My paintings start with a feeling, and the painting’s development flows from that guiding emotion. I try to provide a narrative structure for the meaning of the painting through its imagery. Although my imagery may be realistic, the overall picture is of something dreamlike, not quite real. My inescapable Dutch heritage comes into play, in particular my love of 17th century Dutch genre paintings, as well as research into old master painting techniques.

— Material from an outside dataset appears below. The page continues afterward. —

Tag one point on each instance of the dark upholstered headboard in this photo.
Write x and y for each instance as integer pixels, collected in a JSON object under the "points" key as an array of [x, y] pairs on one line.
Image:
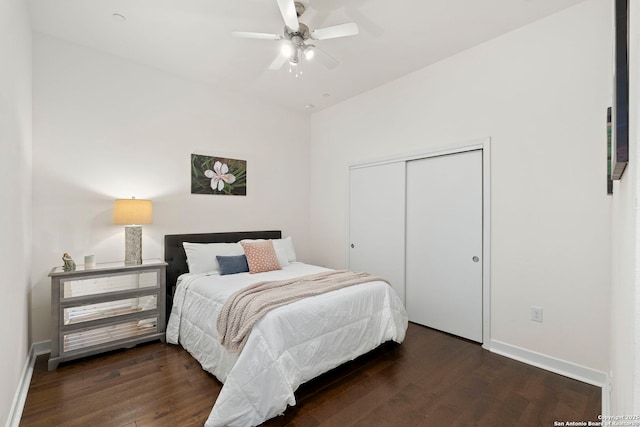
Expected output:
{"points": [[176, 258]]}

I learn by observing nature. I enjoy trying to capture realistic detail and light. I paint on wood panels that I’ve prepared with traditional gesso. I work in oil paint, building layers of glazes, mixing new techniques with old. I like to constantly challenge myself technically, trying out new methods, and never repeating a color palette or rarely a specific subject from one painting to the next. However, when I step back and look at my body of work, I see that I am detail oriented, and have a quiet, not rushed or violent way of expressing myself. I enjoy humor and the absurd, as well as having a deep sympathy for the fragility of life.
The emotions I try to portray are often not easily definable. I try to describe a mother’s love for her vulnerable child, a sadness for the overlooked passing of seeming insignificant life, the frustrations of aging, the sensuousness of succumbing to nature, the exhaustion of battling chauvinism. Although these ideas are clear in my mind and serve as a guide in the development of my painting, I do not want a blatant portrayal of the painting’s meaning. Together, the emotions are tied to being female in the world today. I paint from my own experience, trusting that if I can paint honestly, the personal can become the universal.